His arrest capped a months-long operation that resulted in the arrests of a dozen Sinaloa cartel operatives, including alleged bodyguards of Guzman's top associate, Ismael "El Mayo" Zambada.
Several cellphones were seized from the detainees and later used to establish wiretaps as part of the operation against the Sinaloa cartel, said an official from the Mexican attorney general's office.
The official said authorities are still searching for Zambada, who is considered Guzman's natural successor.
Nabbing Guzman, who is considered the world's biggest drug trafficker, was a major victory in President Enrique Pena Nieto's push to rein in drug violence in his country. The Sinaloa cartel's turf wars with rival gangs contributed to a wave of drug violence that left more than 77,000 people dead in the past seven years.
The United States had offered a $5 million reward for information leading to his capture, with several indictments in cities from New York to San Diego.
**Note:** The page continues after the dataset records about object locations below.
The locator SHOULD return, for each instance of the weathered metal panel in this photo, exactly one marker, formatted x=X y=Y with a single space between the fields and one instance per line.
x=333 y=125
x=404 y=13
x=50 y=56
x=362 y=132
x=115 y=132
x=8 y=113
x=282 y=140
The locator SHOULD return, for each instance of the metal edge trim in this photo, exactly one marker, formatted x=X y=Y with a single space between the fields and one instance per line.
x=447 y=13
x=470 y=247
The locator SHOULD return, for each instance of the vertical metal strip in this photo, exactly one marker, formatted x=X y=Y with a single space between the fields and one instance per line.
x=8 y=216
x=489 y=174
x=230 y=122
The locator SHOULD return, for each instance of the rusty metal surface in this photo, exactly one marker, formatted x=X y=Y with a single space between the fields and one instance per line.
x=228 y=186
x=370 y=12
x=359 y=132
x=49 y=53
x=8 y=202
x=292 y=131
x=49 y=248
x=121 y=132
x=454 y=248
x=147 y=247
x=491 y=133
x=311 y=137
Robert Nardoza, a spokesman for the US Attorney's Office for the Eastern District of New York, said prosecutors there "plan to seek his extradition."
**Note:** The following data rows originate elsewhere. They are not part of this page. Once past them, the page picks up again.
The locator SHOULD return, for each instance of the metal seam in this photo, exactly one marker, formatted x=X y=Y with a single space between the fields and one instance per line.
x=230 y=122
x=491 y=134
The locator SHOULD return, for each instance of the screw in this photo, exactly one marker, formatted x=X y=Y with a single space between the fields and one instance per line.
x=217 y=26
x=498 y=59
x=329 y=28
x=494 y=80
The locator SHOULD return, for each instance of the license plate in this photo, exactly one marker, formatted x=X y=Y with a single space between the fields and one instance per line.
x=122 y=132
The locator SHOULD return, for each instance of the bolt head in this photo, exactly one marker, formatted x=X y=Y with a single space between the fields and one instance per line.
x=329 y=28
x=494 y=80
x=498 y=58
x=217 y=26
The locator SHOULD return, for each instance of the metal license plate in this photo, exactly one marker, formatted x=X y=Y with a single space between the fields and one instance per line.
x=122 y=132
A senior Republican lawmaker called for Guzman's extradition, warning that "the biggest fish ever" may try to flee again in a repeat of his legendary 2001 escape from prison in a laundry cart.
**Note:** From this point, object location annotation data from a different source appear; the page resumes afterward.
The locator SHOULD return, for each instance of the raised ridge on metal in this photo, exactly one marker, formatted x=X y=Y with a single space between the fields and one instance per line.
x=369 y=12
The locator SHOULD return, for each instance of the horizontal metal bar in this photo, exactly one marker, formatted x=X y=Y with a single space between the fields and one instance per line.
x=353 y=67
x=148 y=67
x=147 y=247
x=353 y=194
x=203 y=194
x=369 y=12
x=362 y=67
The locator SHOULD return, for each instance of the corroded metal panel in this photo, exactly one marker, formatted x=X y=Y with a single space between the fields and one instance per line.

"I think that would be the best course for not only Mexico, but also the United States, in ensuring that what happened in 2001 does not happen again," Michael McCaul, chairman of the House Homeland Security Committee, told ABC television.
A Mexican foreign ministry spokesman declined to comment on the planned extradition request. An official in the Mexican attorney general's office said Guzman has to finish the 20-year sentence he avoided by fleeing eight years into his prison term.
But he is also facing new charges of drug trafficking, using illegal funds, organized crime and possession of weapons reserved for the military, the official said. The captured kingpin is not facing murder charges.